Thursday, November 8, 2012

Guest blogger - View from the school library

Janet Hutchinson is a colleague and kindred spirit when it comes to children's literature.  She also works a day and half in the library in the school which her children have or are attending here in Calgary.  Her experiences there provide her (and me by extension) the opportunity to see what teachers and kids do with the books we promote.

Today's posting highlights three fictional pieces that take us back to Europe during World War II.  All three are new to me though Janet had already sold me on Code Name Verity which I've since ordered for the Doucette Library.  What are your thoughts?  Any recommendations that you'd recommend for Remembrance Day?

Lest we forget….a different take

So maybe it is just me – but do you know how occasionally you read a book – and then the next book you pick up is somewhat related? And then you find a third book that ties into the second? And so on? Well, that happened to me this fall. It started with a book I read for my book club, - a mystery, set in Sweden and moving back and forth between present day Sweden and Sweden during the Second World War. Then I picked up the next book on my pile – and it linked to the first.  So this fall, I have read four different books about events in the Second World War that I was less knowledgeable about. Three of the books are intended for children or young adults, making them perfect fodder for both my jobs.

The first book is Shadow on the Mountain by Margi Preus. This is historical fiction, written about Nazi-occupied Norway during the early years of the war. I did not know that Norway had been occupied and so this book piqued my interest. The story’s main character is a teenage boy, Kjell, drafted into the Resistance movement in Norway – initially, by delivering letters, but eventually moving on to spy on the Nazis.  The story details his increasing involvement, but also offers the stories of three other characters – his sister, a local bully and his former best friend. Ultimately, Kjell commits an error, which uncovers his role as a spy and he is forced to flee Norway for Sweden on skis. The book has been well-researched and includes maps, quotes, a pronunciation guide and a brief history and timeline of the occupation. Based on a true story, the authenticity rings through and it will be an excellent read for Grade 6 and up.

The second book I read is My Family For the War by Anne C. Voorhoeve. This book begins in Germany during the initial period of Nazi persecution of Jews, but before the war officially started. Franziska is a young girl with Jewish roots, but a practicing Protestant. Nevertheless, she is sent to England on a “kinder transport” - a system that smuggled close to 10,000 Jewish children out of Germany to safety. When Franziska leaves, it is with the idea that her family will join her in England. But travel of Jewish people is prohibited before her family can join her and Franziska is placed with a Jewish family in England for the duration of the war. I found myself quite entranced with this book. As a parent, I could (barely) imagine sending my children away to safety – but from a child’s perspective, this must have been a very confusing and upsetting time, with conflicting loyalties to family, religion and countries.  The author does an excellent job of portraying that confusion and sense of loss – and reading the story of Frances as she grows and matures during wartime England kept me interested right to the end.
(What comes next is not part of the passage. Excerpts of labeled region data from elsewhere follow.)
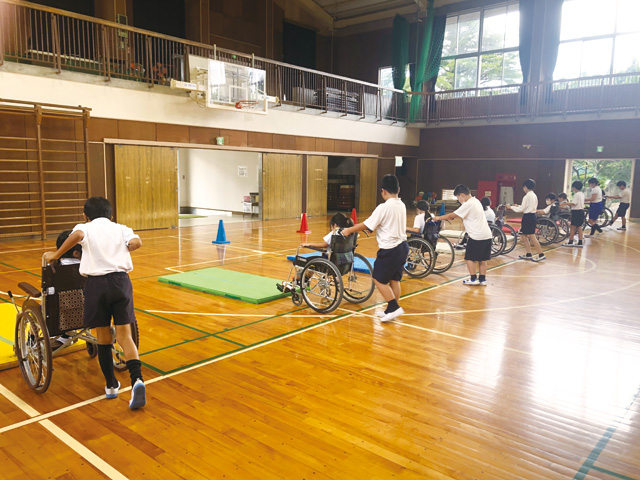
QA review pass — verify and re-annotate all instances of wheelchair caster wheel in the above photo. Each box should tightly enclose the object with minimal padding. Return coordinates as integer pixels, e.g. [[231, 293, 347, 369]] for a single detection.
[[291, 292, 302, 306]]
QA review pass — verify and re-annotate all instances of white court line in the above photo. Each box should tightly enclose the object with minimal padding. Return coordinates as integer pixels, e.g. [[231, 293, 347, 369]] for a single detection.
[[0, 384, 130, 480], [40, 420, 128, 480]]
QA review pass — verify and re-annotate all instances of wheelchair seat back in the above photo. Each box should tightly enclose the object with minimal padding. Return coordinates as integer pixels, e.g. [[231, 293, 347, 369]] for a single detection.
[[329, 233, 358, 275], [42, 264, 86, 337], [422, 220, 442, 248]]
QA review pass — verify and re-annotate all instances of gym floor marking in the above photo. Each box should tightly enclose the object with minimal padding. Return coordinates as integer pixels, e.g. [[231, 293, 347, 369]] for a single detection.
[[0, 240, 640, 480]]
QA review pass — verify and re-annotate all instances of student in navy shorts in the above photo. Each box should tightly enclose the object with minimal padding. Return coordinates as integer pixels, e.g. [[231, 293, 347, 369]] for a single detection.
[[433, 185, 492, 286], [44, 197, 146, 410], [507, 178, 547, 262], [342, 175, 409, 322]]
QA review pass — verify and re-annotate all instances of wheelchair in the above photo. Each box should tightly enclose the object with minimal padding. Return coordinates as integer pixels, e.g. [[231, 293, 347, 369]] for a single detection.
[[276, 233, 375, 313], [405, 220, 456, 278], [8, 258, 139, 394]]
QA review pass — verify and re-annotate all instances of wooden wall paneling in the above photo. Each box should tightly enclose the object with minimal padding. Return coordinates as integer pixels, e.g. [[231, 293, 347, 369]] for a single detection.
[[262, 153, 302, 220], [376, 158, 396, 205], [89, 142, 107, 198], [358, 157, 378, 214], [115, 145, 178, 230], [306, 155, 329, 216]]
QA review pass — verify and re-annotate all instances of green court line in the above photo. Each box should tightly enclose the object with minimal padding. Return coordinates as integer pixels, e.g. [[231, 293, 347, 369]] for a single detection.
[[573, 382, 640, 480], [591, 465, 638, 480], [0, 262, 40, 278]]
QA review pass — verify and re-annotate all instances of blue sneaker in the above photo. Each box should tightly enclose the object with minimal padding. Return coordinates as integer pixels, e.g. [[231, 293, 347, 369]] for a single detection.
[[129, 378, 147, 410], [104, 382, 120, 398]]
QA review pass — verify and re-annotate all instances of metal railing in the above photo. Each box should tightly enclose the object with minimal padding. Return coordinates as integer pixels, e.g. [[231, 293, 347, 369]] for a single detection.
[[411, 73, 640, 125], [0, 0, 406, 123]]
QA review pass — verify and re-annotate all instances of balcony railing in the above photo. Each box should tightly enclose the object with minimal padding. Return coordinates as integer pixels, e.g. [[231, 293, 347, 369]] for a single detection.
[[0, 0, 405, 123], [412, 73, 640, 126]]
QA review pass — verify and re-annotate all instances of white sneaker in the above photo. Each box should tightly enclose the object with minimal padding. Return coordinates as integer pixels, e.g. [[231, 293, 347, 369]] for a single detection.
[[104, 382, 120, 398], [380, 307, 404, 323]]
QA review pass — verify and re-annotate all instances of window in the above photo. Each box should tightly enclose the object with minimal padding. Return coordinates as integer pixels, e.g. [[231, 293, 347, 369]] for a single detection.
[[553, 0, 640, 80], [436, 4, 522, 90]]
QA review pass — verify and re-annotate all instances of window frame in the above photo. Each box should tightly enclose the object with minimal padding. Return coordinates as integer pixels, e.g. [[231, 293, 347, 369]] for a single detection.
[[437, 1, 522, 92]]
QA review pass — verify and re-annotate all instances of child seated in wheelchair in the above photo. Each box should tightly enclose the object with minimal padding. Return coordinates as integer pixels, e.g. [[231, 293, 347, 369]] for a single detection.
[[278, 213, 353, 293], [407, 200, 432, 237], [536, 193, 560, 220], [52, 230, 82, 351]]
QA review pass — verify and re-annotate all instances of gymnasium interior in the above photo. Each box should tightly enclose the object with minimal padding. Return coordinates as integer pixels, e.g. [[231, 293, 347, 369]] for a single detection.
[[0, 0, 640, 480]]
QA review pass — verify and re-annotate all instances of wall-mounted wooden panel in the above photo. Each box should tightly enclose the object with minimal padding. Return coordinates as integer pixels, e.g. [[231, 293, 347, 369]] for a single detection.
[[115, 145, 178, 230], [358, 157, 378, 214], [307, 155, 329, 216], [262, 153, 302, 220]]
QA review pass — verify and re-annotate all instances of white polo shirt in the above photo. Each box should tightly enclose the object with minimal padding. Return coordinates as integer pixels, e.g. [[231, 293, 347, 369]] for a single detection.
[[453, 197, 491, 240], [571, 192, 584, 210], [73, 217, 140, 277], [364, 198, 407, 250], [511, 190, 538, 214], [620, 188, 631, 203]]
 Finally, the third book I read is Code Name Verity by Elizabeth Weins. This was, quite simply, a fabulous read. I don’t want to get into too much detail, as it might ruin the story. But take two young women – one with a talent for languages and the other with an interest in, and ability to, fly planes. Put them into the Second World War and what evolves is a story of friendship, of fears and fears faced, of intelligence, true courage, faith and hope. It is not an easy read, and for that reason, I would only recommend it for older students – Grade 10 and up, as the plot is complex and the narrative is third person diary (sort of). But I want this book (I borrowed it from the library) and have put it on my Christmas list. The book gave me goose bumps and made me ask myself “Would I have the courage to do what they did?”

War and war time is a subject of great interest for many of the students at my school, helped no doubt, by the fact that the school resides on one of the army bases “decommissioned” during the 1980s and 1990s. I also have a strong interest in these wars, helped along by a daughter who is studying military history in university and stories told by my father, a navigator in the Second World War. But these three books gave me different lenses on the Second World War, ones that I won’t forget when November 11 rolls around.